Most influential president: Jimmy Carter or John F. Kennedy? | The Tylt
Most influential president: Jimmy Carter or John F. Kennedy?
The President of the United States is the most powerful political figure in America, and throughout history, presidents have shaped the very fabric of our nation. As we approach President's Day 2018, we are asking Tylters to tell us which president they believe had the biggest impact—positive or negative—on America.
Presidents have led us through global conflict, civil war, economic crises and cultural revolutions. From George Washington to Donald Trump, which president do you believe was the most influential?
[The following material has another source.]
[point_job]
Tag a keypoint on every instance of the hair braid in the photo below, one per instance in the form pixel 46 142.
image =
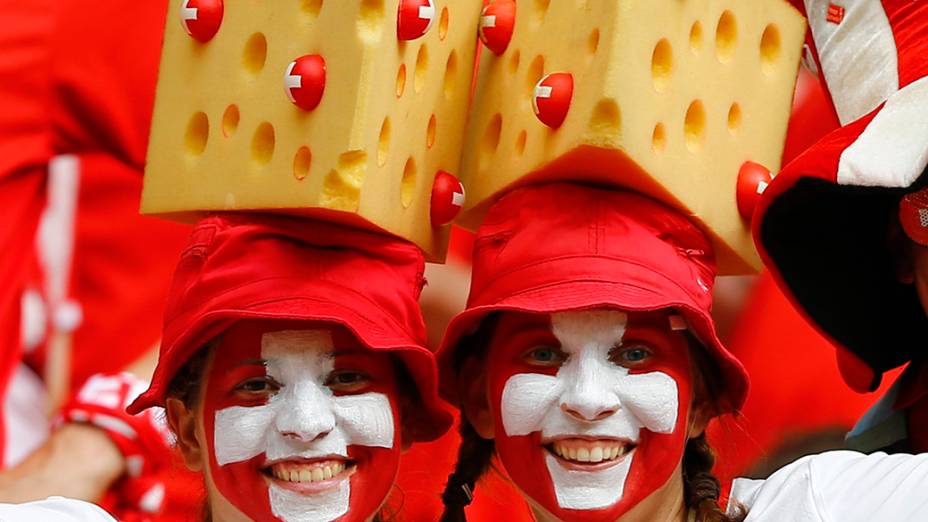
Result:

Be sure to vote on our other President's Day matchups below!
The 39th president of the United States, Jimmy Carter was also a one-of-a-kind leader who had a lasting impact on the presidency despite serving only one term.
Before he began his political career, Carter was a Georgia peanut farmer who would go on to serve in the navy. After spending a few years in the Georgia Senate, Carter served as the governor of Georgia before becoming president of the United States. Carter's tenure as president was a time of recession and an energy crisis. Carter would eventually create the Department of Energy, and his last year would be marred by the Iran hostage crisis.
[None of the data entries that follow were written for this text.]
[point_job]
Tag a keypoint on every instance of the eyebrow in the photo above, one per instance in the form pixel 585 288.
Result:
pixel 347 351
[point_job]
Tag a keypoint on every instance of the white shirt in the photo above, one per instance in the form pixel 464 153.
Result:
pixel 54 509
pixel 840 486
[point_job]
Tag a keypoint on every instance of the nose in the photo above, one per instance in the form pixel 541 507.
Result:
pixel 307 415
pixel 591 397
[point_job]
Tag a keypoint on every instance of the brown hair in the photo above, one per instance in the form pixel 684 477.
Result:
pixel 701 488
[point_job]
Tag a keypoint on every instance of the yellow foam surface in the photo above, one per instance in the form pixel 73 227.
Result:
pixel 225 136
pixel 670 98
In 1979, Carter gave his famous "crisis in confidence" address to the nation in which he called out American consumerism—a speech that many believe cost him the presidency.
The erosion of our confidence in the future is threatening to destroy the social and the political fabric of America.
Our people are losing that faith, not only in government itself but in the ability as citizens to serve as the ultimate rulers and shapers of our democracy. As a people we know our past and we are proud of it... There is a growing disrespect for government and for churches and for schools, the news media, and other institutions. This is not a message of happiness or reassurance, but it is the truth and it is a warning.
Carter won a Nobel Peace Prize in 2002 for his post-presidency human rights work. At age 93, Carter continues to do humanitarian work across the globe.
The 35th president of the United States, John F. Kennedy was a transformative figure in American politics even though he didn't get to serve out a full term.
Kennedy represented his home state of Massachusetts in the House and Senate before becoming president in 1961. In his three years as president, Kennedy championed civil rights at home and human rights abroad. He prevented a potential nuclear disaster in the Cuban Missile Crisis and sent a man to the moon.
In his inaugural address, Kennedy famously said "ask not what your country can do for you—ask what you can do for your country."
So let us begin anew—remembering on both sides that civility is not a sign of weakness, and sincerity is always subject to proof. Let us never negotiate out of fear. But let us never fear to negotiate. Let both sides explore what problems unite us instead of belaboring those problems which divide us.
Whether you are citizens of America or citizens of the world, ask of us here the same high standards of strength and sacrifice which we ask of you. With a good conscience our only sure reward, with history the final judge of our deeds, let us go forth to lead the land we love, asking His blessing and His help, but knowing that here on earth God's work must truly be our own.
Kennedy was assassinated on November 22, 1963, while campaigning for his second term in Dallas, Texas.